In defence of pointless degrees
I saw this week that the Spectator magazine is due to hold a public debate in March with the provocative title: “A Liberal Arts Education is a Waste of Time and Money.” Featuring contributions on both sides of the argument from such luminaries as Katie Hopkins, Will Self and Harry Cole, the event’s aim is to ponder whether at a time when a degree is expensive and no longer a guarantee of employment, it might be more sensible for would-be humanities students to undertake vocational study instead.
Thankfully, the organisers have clearly opted for a discussion that leans more towards entertaining knockabout than academic rigour. Contributions to this well-trodden, polarised and probably unresolvable dispute can be rather wearisome: remember when Sir James Dyson claimed that Britain’s slide towards “third world” status is attributable to its young choosing to study “French lesbian poetry”? It prompted some amusing retorts that the fearless elder statesman of the vacuum cleaner industry was “clueless and well as bagless”, in addition to provoking an unexpected intervention from Education Secretary Michael Gove in support of the lefty liberal arts viewpoint.
Last July, an Oxford University Study looking at the impact of humanities on the UK economy showed that at the peak of the last economic boom, about 20% of humanities graduates were working in growth-driving sectors such as financial services and management. Professor Shearer West, head of humanities at the dreaming spires told the Financial Times that her report demonstrated arts graduates had proven “highly responsive to national economic needs” and employers were “desperate” for candidates with succinct communication skills and a capacity for critical analysis.
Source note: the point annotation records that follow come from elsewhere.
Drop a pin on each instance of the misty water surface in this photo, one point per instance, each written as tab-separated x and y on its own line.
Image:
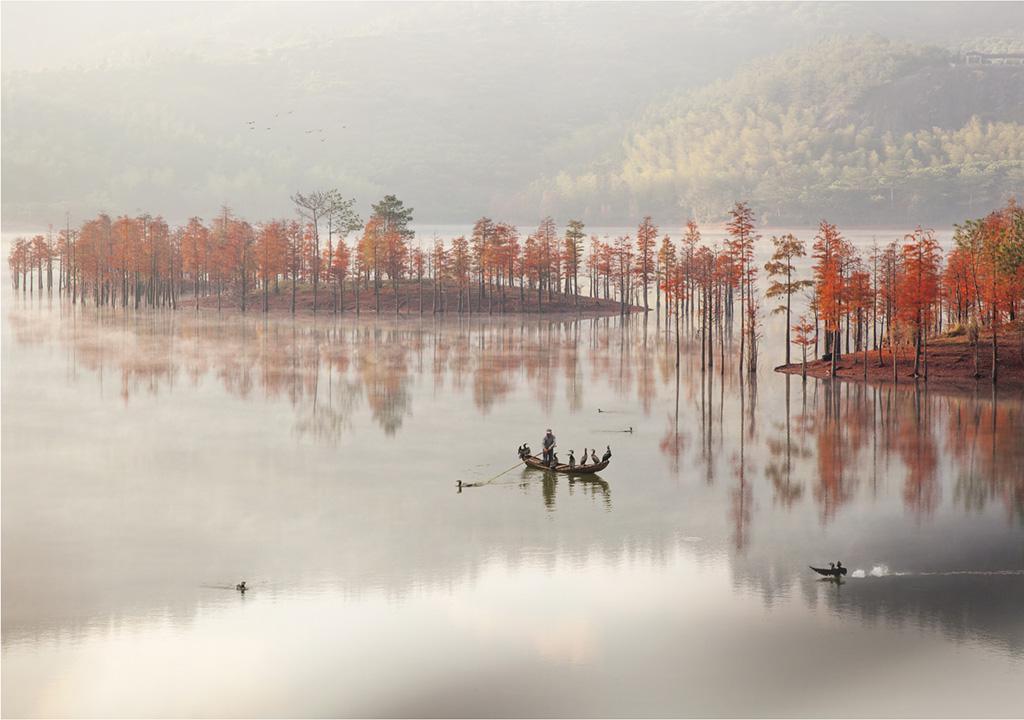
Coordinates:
154	459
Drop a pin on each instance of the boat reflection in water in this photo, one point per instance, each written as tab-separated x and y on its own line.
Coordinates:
153	459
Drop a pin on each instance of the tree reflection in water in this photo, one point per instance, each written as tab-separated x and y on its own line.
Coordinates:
838	438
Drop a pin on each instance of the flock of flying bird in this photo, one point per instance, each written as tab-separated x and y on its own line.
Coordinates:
252	126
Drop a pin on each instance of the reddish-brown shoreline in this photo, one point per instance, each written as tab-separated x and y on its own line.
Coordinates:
947	367
409	304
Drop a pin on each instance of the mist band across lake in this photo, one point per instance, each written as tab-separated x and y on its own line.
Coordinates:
152	460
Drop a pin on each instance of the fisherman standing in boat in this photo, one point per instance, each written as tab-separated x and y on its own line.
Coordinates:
548	443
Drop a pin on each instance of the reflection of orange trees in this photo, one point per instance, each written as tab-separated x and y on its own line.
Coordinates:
382	363
916	449
987	441
782	450
836	455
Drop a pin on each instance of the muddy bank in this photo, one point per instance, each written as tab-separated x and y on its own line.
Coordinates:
947	366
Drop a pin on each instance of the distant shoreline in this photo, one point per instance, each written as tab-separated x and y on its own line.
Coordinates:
410	304
946	366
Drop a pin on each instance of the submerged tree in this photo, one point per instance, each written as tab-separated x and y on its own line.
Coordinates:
786	249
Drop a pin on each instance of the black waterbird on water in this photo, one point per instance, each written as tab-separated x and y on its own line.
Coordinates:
835	569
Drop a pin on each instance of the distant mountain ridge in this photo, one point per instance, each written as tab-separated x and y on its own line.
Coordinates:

Maybe co-founder and one-time CEO of PayPal Peter Thiel (Philosophy), IMF Managing Director Christine Lagarde (English and Law) and London Mayor Boris Johnson (Classics) also benefitted from educations that encouraged creative impulses, lateral thinking and the self-driven accumulation of knowledge as a good in itself. And outside the worlds of business, finance and politics, what about the UK’s “world class” – quote attributed to Chancellor George Osborne (Modern History) – creative industries? The Department of Culture, Media and Sport reported in January 2014 that jobs in these sectors grew by 8.6% in 2011-12, vastly outstripping the UK economy as a whole.
Ultimately, the obvious and unexciting reality of this debate is that neither side is right; every well-balanced economy needs universities to a teach varied mixture of knowledge and skills if it is to recruit engineers, finance chiefs, vacuum cleaner designers and poets in the right quantities.